Anche Emanuele Busconi, candidato al consiglio comunale di Torino per Sinistra Ecologista, ha fatto presente questo problema di recente. «Recarsi ai seggi non può e non deve essere un’esperienza dolorosa o addirittura pericolosa per nessuna persona, e il diritto di voto non deve essere compromesso da possibili fattori discriminatori», ha detto l’attivista LGBT+, «Per questo chiediamo che si superi l’organizzazione delle file ai seggi in base al genere, che espone le persone trans al rischio di un outing pubblico e forzato, e che si opti per il criterio dell’ordine alfabetico».

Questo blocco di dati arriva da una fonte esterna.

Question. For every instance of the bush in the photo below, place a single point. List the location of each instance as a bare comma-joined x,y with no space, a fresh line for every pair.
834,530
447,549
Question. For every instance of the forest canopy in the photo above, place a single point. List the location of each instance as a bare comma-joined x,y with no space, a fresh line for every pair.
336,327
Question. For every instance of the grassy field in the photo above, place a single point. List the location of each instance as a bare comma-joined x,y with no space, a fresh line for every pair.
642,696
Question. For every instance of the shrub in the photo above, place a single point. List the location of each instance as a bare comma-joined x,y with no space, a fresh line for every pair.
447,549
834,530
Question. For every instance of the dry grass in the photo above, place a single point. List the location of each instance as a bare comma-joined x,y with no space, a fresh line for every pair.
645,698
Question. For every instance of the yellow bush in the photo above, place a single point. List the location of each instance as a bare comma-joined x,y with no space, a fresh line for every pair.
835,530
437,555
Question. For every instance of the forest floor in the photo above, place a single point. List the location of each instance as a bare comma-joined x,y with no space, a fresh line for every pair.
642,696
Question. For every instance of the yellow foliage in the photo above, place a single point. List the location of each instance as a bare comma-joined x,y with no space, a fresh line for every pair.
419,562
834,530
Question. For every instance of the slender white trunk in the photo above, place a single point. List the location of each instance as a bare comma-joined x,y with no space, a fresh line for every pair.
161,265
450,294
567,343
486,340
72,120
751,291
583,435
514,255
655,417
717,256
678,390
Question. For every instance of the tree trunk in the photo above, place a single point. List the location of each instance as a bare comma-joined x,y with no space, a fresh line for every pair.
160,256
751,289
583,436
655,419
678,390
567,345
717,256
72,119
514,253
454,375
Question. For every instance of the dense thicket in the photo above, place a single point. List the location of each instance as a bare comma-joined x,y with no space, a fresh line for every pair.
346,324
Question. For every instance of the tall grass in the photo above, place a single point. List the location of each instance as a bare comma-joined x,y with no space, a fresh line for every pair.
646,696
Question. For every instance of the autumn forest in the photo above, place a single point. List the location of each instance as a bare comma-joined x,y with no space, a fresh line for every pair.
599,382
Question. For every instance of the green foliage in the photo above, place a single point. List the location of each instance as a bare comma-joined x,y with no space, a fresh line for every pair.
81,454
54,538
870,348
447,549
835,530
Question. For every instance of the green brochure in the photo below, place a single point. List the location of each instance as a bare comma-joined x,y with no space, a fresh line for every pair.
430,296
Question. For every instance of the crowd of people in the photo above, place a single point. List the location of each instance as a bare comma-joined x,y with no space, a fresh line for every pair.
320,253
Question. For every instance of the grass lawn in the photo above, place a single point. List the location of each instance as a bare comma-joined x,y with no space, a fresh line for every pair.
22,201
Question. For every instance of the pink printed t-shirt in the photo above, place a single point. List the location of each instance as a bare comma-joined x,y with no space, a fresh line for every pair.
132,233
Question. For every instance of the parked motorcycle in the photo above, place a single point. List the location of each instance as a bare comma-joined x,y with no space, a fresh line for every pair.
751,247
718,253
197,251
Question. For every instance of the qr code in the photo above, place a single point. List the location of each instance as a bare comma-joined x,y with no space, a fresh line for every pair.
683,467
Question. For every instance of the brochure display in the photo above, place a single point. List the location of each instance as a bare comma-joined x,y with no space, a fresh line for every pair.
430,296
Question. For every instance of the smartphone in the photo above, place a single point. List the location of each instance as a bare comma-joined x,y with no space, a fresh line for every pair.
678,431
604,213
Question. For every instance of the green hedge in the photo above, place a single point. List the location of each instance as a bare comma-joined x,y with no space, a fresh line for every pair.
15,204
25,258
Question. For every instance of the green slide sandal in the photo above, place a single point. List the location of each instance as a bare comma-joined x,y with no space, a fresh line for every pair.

Infine, un altro problema non da poco di cui siamo venuti a conoscenza è che molte donne, all’estero come in Italia, hanno visto sulla propria tessera elettorale o sul registro firmatario al seggio elettorale, il cognome del marito. Quindi il loro cognome “in” cognome del marito, e nel 2021 è una cosa inaccettabile perché è un tentativo di minimizzare l’importanza della donna, che diviene una proprietà dell’uomo che sposa, nella società.

Perché questa decisione retrograda? In realtà neanche tanto. Nel senso che la legge a cui fa riferimento è del 1999, quindi non del 1945, non della metà del secolo scorso in cui le donne stavano ancora lottando per l’indipendenza. È una legge di 20 anni fa. Secondo l’articolo 2 del Decreto del Presidente della Repubblica dell’8 settembre 2000 n. 299, sulle modalità di rilascio, aggiornamento e rinnovo della tessera elettorale personale a carattere permanente, a norma dell’articolo 13 della legge del 30 aprile 1999, n. 120, «per le donne coniugate il cognome può essere seguito da quello del marito». Direi che è tempo di andare avanti, che ne dite?